Picture an item of furniture. Was it a table, a chair, or a wardrobe? Our ideas of furniture are not oriented around what it does, or even its essential nature, but rather around all the common examples we see around us and the cognitive web of interrelations that builds in our head.
This fictional furniture is just an analogy. Supervised by Prof. Gordon Calleja, I investigated how language affects our preconceptions of what games are and what they should do. Our ideas about games are not related to their potential or their openness but to constructions in our mind.
My research was mostly within the philosophy of language. I explored how our ideas of what a thing is are not grounded in what it does or is, but around a cognitive image, created by what we often see and label it as.
My research was mostly theoretical. It showed how other game researchers might have been misguided or had counter-intuitive results. Their research tried to define what games are and did not realise that this went against how we used the word ‘games’, i.e. as a container for all the things we collectively consider game-like.
That said, I also had the opportunity to test-drive this work in a game I am currently developing with Dr Stefano Gualeni, which analyses what the word soup means.

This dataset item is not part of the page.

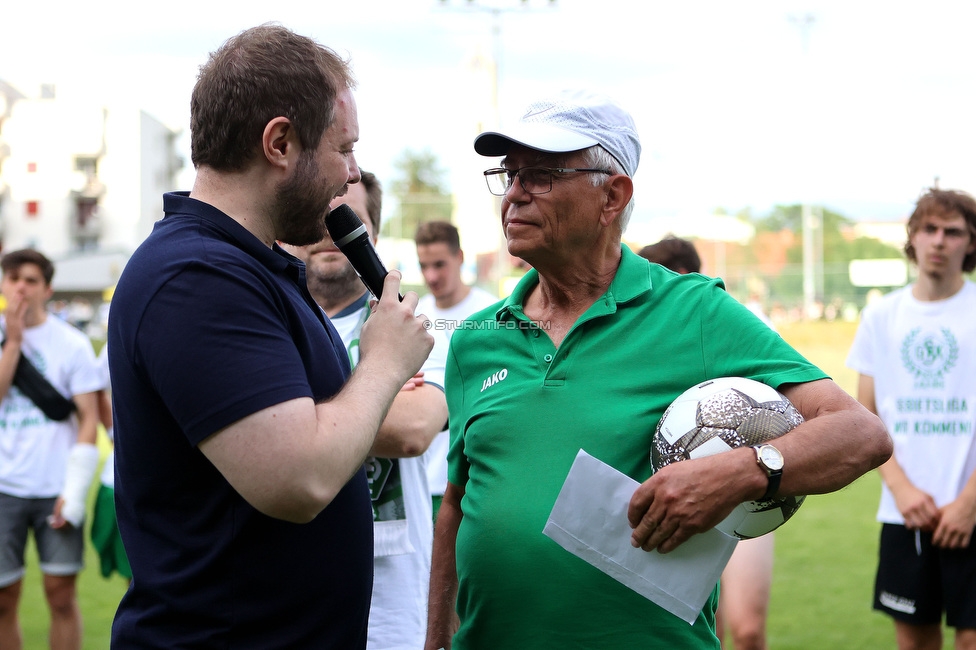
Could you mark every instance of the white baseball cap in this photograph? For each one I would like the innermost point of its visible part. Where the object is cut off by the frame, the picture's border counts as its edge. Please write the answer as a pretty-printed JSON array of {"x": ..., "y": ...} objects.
[{"x": 570, "y": 121}]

Apart from answering the long-standing question of what a game actually is, this research also shows how games would benefit from being more inclusive and experimental. By creating these types of games, we can attract people whose cognitive model of a game is different from the norm. Similarly, by designing games that are more open, we can stretch the web of interconnections in people’s minds, potentially showing how games are more akin to life than we realise.
Are you ready to play?
This research was carried out as part of the Masters in Digital Games, carried out by the Institute of Digital Games at the University of Malta.